A Big Hurt

July 31, 2012

A Big Hurt.
A Big Hurt (live, 1991).
A Big Hurt (Arsenio Hall Show, 1991).

The only sole Bowie composition on Tin Machine II was the misbegotten “A Big Hurt.” So don’t blame the band for this one: this was apparently Bowie’s long-stewed response to punk. Bowie had missed the height of the UK punk season, as he was living and working in France and Germany then, and he basically stayed clear of London until the Sex Pistols had broken up.* In the following decade, punk hardly informed Bowie’s music, if there’s arguably a trace of it on Scary Monsters. Like country & western, punk was a rare genre that Bowie seemed to have no interest in assimilating.

Now in Tin Machine, Bowie’s partners had been inspired or involved in punk, even if it was in far-diminished forms: Tony Sales had briefly played in a band, Chequered Past, with ex-Pistol Steve Jones, while Reeves Gabrels owed his style to the Mission of Burma and the Gang of Four. So Bowie had an arsenal if he wanted it. “Tin Machine,” a vague attempt at hardcore, had been a first foray, and now “A Big Hurt,” with its stub of a guitar riff, stop-start dynamics (Bowie again aping his beloved Pixies) and a screamed-mumbled vocal, went full-tilt.

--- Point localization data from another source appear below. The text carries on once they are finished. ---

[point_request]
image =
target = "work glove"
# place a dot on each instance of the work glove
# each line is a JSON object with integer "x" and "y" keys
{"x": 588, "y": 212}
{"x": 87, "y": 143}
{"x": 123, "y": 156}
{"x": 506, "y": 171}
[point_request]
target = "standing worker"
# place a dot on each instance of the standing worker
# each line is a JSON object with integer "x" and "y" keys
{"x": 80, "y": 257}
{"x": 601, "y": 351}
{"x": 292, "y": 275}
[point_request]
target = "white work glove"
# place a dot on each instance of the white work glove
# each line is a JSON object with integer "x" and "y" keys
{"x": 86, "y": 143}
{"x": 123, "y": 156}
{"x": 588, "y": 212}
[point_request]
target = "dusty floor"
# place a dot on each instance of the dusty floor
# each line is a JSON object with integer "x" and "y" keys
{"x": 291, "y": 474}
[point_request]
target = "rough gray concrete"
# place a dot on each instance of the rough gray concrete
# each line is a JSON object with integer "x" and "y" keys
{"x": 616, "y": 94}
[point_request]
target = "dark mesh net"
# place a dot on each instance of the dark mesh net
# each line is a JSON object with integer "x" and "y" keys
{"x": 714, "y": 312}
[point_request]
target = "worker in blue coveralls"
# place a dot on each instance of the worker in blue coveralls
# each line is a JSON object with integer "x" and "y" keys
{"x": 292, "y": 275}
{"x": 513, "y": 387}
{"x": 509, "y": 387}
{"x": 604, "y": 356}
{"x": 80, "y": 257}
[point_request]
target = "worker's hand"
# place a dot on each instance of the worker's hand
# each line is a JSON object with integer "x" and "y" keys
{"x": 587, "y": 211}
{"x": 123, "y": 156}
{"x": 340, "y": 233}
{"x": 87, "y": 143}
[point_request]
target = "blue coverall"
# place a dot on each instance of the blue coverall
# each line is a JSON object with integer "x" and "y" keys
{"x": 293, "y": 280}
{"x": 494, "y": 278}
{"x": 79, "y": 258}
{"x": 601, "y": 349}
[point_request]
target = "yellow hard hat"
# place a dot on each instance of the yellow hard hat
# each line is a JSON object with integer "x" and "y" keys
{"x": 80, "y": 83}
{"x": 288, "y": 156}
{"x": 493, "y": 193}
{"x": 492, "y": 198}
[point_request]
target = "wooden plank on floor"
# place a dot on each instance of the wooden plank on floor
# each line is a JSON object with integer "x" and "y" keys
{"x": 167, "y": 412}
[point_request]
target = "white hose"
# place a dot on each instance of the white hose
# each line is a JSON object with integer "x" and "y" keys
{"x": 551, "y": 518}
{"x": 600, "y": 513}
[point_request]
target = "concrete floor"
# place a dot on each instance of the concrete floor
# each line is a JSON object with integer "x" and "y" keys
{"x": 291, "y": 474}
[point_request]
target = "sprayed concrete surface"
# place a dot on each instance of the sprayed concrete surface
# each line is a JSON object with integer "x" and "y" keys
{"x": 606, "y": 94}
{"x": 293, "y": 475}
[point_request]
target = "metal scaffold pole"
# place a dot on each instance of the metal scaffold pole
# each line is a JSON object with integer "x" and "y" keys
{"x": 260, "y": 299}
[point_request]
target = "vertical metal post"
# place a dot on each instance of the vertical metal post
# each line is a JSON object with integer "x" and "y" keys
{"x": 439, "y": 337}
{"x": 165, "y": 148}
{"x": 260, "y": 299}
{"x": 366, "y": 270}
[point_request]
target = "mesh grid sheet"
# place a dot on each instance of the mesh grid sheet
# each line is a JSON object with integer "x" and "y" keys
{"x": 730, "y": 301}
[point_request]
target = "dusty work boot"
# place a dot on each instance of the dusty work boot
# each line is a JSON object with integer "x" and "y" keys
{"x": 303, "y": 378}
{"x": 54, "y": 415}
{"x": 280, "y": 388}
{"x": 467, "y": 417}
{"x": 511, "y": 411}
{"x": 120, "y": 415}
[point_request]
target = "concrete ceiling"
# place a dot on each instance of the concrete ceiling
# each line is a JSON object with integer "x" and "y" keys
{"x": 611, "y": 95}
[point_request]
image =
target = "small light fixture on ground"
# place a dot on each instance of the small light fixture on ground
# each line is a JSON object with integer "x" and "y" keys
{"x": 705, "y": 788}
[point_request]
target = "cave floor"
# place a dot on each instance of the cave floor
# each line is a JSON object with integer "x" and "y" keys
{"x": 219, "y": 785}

The Machine carried it off fairly well—the guitar/kick drum sparring in the chorus, Hunt Sales’ Benzedrine-paced drumming (the tempo was even faster live), a suitably tasteless Gabrels solo. It’s Bowie who wound up with egg on his face, whether for his hoarsely shrieked verses, his crap lyric (inspirational couplet: “I’m a believer/you’re the sex receiver“) or his awful phrasing (the way Bowie belches out “big HURT”). As with “Stateside,” a modestly-interesting bridge serves as distraction or compensation—not enough in either case.

Recorded ca. September-October 1989, Studios 301, Sydney. A version recorded by the BBC was issued in October 1991 as a B-side of the 12″ “Baby Universal.” Played throughout the “It’s My Life” tour, 1991-92.

* Not so poor Mick Ronson, who in 1976 went out to Oxford Circus dressed in his glam gear, only to be ridiculed by the punk kids.

Top: Joey Harrison, “New Orleans buskers, 1990.”